Chapel Hill Town Council member Lee Storrow agreed.
“I think broadly this is about education and setting cultural norms,” Storrow said.
Local officials also discussed the results of the first meeting of the renewed Rogers Road Task Force on Wednesday.
County Commissioner Penny Rich, a member of the task force, said the small area plan for providing sewage and water service to the neighborhood has grown to encompass a much larger area than she expected.
“Before we were looking at just the historic area. Now the conversation has gone to providing water and sewer for an entire district,” Rich said.
Chapel Hill Mayor Mark Kleinschmidt said members of the task force and local officials need to consider strategies for annexing Rogers Road in the future and think about whether the efforts to urbanize the area are wise.

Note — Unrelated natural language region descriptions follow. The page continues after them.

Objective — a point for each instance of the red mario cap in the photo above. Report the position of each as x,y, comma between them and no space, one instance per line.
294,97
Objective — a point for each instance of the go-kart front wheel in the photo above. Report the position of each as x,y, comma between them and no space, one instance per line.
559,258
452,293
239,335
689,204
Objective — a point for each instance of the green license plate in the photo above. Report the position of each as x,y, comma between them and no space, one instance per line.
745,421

“We shouldn’t create urbanized areas outside our city limits. We shouldn’t plan for that,” Kleinschmidt said.
Commissioners and council members also discussed the possibility of privatizing curbside solid waste and recycling services in the unincorporated areas of Orange County, a plan that was proposed at the Board of Commissioners meeting on March 7.

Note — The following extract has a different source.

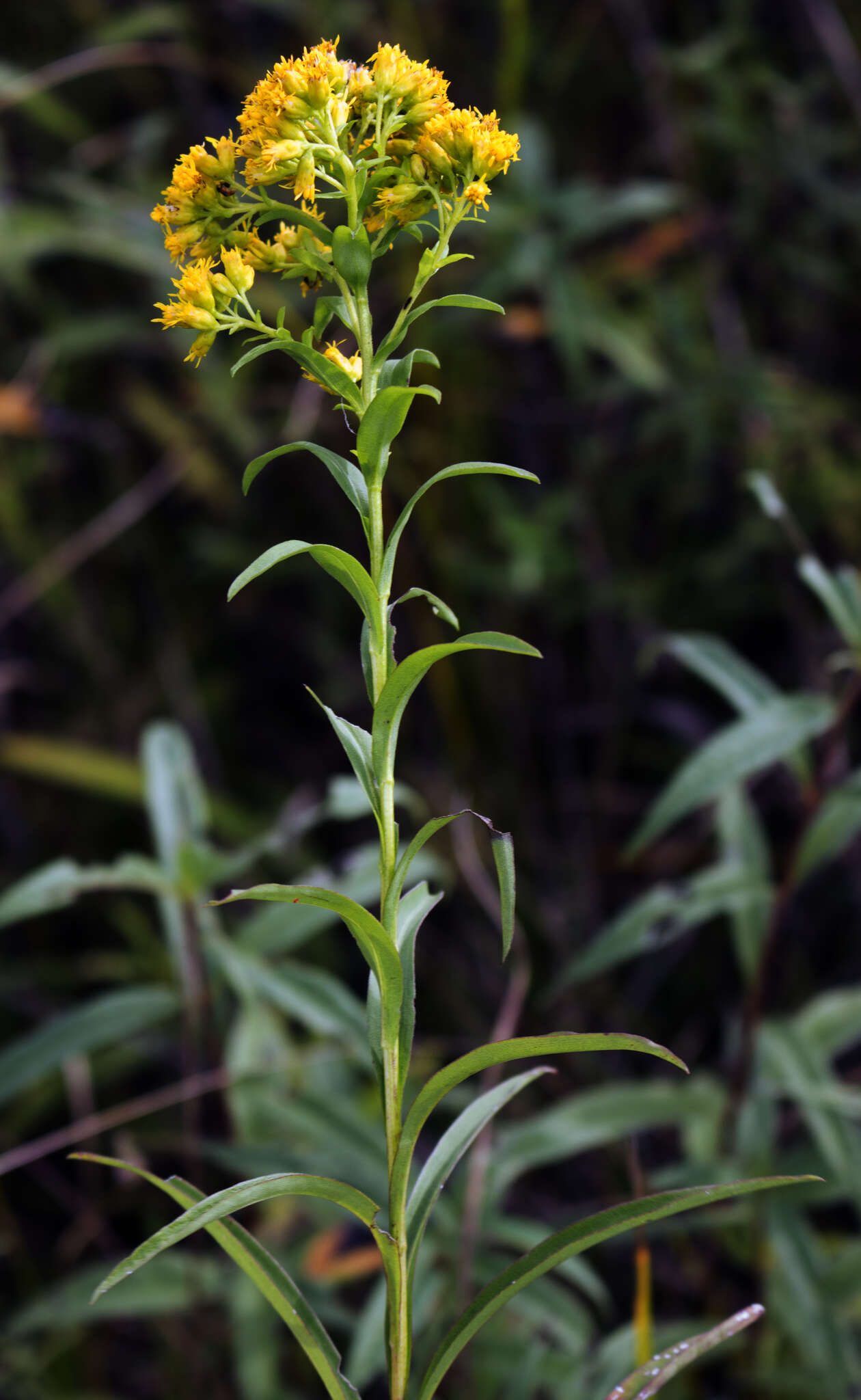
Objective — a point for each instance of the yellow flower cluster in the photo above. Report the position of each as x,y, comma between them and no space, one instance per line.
202,296
201,195
311,125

The Orange County Solid Waste Management Department is recognized as the best in the state for waste reduction.
Ward said he thinks quality of service and rate of recycling will suffer if recycling is privatized.
On April 9, the Board of Commissioners will discuss options for recycling and further efforts to reach the county’s 61 percent waste reduction goal.
“If you pass a law with the assumption that the police will ignore enforcement of it, what kind of legal structure is that?” said Council member Matt Czajkowski in regard to the Smoke Free Public Places Rule.